Un autre levier peut être de jouer sur l'attractivité du marché du travail. Cela peut se faire au niveau européen, dans le contexte particulier de la crise des migrants en Europe. Se posera alors la question de la capacité du marché du travail d'intégrer cette main-d'œuvre étrangère, et surtout avec quelle productivité. Un migrant aura-t-il la même productivité qu'un travailleur allemand qui part à la retraite ? Une autre question est celle de l'attractivité de l'Allemagne au niveau européen, sachant que la crise économique a laissé certains pays, notamment dans le sud de l'Europe, dans des situations de chômage élevé. Il peut certes exister certaines barrières à l'entrée, notamment l'usage de la langue allemande. Un Land comme la Sarre, région voisine de la France, joue sur cette attractivité puisqu'il essaye d'introduire le français comme 2ème langue officielle d'ici un horizon certes encore un peu lointain, pour faciliter la venue de travailleurs francophones dans cette région.

L'Allemagne pourrait être assez attractive de ce point de vue-là : il y a de la croissance, un secteur industriel qui a été préservé…

L'immigration est aussi bien sûr un levier sur lequel ils peuvent jouer. Mais tout dépend du type de main-d'œuvre dont ils ont besoin. À cet égard, on peut rebondir sur le vieillissement de la population. Les Allemands très âgés vont être de plus en plus nombreux. Quand les gens atteignent l'âge de 75-80 ans environ, des besoins spécifiques apparaissent, nécessitant l'emploi d'une main-d'œuvre peut-être moins qualifiée (service d'aide à domicile, assistance de personnes dépendantes, etc.). Le recours à l'immigration peut être une solution ici.

Enfin, d'une manière générale, les Allemands ont beaucoup d'épargne et un capacité en termes de revenus du capital qui pourrait leur permettre de financer leur vieillissement.

Le vieillissement de la population allemande est-il susceptible de mettre à mal son leadership économique en Europe ? Avec quelles conséquences sur l'Union ?

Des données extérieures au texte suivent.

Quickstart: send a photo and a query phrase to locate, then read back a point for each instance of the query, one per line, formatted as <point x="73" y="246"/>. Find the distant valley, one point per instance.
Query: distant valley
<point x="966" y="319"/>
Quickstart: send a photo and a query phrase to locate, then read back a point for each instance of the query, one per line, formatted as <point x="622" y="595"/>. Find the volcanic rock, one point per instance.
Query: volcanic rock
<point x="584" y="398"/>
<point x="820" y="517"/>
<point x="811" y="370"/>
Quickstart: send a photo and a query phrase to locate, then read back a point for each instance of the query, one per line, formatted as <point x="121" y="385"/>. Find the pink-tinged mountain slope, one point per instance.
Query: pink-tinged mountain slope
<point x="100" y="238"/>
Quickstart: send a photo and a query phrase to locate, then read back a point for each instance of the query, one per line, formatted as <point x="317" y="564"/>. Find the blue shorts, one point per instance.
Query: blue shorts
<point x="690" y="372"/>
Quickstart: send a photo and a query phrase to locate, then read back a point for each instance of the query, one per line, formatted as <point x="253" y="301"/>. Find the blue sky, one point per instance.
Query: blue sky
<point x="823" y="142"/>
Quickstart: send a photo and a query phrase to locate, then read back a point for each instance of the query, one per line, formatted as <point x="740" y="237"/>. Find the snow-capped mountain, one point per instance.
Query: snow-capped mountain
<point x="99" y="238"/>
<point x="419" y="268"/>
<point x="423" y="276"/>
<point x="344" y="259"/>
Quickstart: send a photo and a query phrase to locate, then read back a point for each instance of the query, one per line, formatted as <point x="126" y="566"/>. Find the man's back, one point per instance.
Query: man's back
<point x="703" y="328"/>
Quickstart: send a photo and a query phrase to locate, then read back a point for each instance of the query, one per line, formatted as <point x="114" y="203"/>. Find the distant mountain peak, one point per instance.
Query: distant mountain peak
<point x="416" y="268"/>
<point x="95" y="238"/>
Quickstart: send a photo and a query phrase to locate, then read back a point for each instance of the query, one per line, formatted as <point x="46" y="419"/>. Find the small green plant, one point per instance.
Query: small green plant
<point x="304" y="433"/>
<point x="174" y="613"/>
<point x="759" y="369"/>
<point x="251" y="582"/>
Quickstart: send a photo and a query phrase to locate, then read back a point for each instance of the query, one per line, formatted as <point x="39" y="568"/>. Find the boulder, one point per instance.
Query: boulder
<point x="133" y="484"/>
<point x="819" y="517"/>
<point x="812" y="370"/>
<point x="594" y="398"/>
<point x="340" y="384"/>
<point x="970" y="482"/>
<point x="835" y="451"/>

Vincent Touzé : Tout dépend de ce qu'on appelle leadership. Le leadership d'un pays dépendrait de son poids démographique. D'un point de vue démographique, en effet, si les Allemands restent avec des taux de fécondité autour de 1,5 (en 2014), alors qu'en France nous sommes environ à 2, le nombre de citoyens allemands va mécaniquement diminuer, en valeur absolue et relativement par rapport aux voisins européens.

Il reviendra aussi à l'Allemagne d'avoir d'autres stratégies pour augmenter son nombre de citoyens si c'est la variable-clé pour imposer un leadership (encourager les femmes à avoir plus d'enfants, leur facilité la transition travail-vie de famille, etc.).

Sur l'aspect purement économique, le capitalisme allemand et sa puissance financière dépendra bien sûr aussi de leur démographie. Si la population se divise par deux d'ici un certain temps, leur poids économique se réduira effectivement.

Si les Allemands sont riches, ils peuvent aussi développer un capitalisme puissant avec moins d'Allemands. Il faut bien garder à l'esprit que les Allemands contribuent au fait que l'Europe ait aujourd'hui des excédents courants. La capacité de financement de l'Europe, c'est aussi dû au fait que les Allemands ont une grosse épargne.

Cela leur donne donc une base solide, même si évidemment le poids démocratique de l'Allemagne en Europe diminuerait en cas de chute démographique conséquente.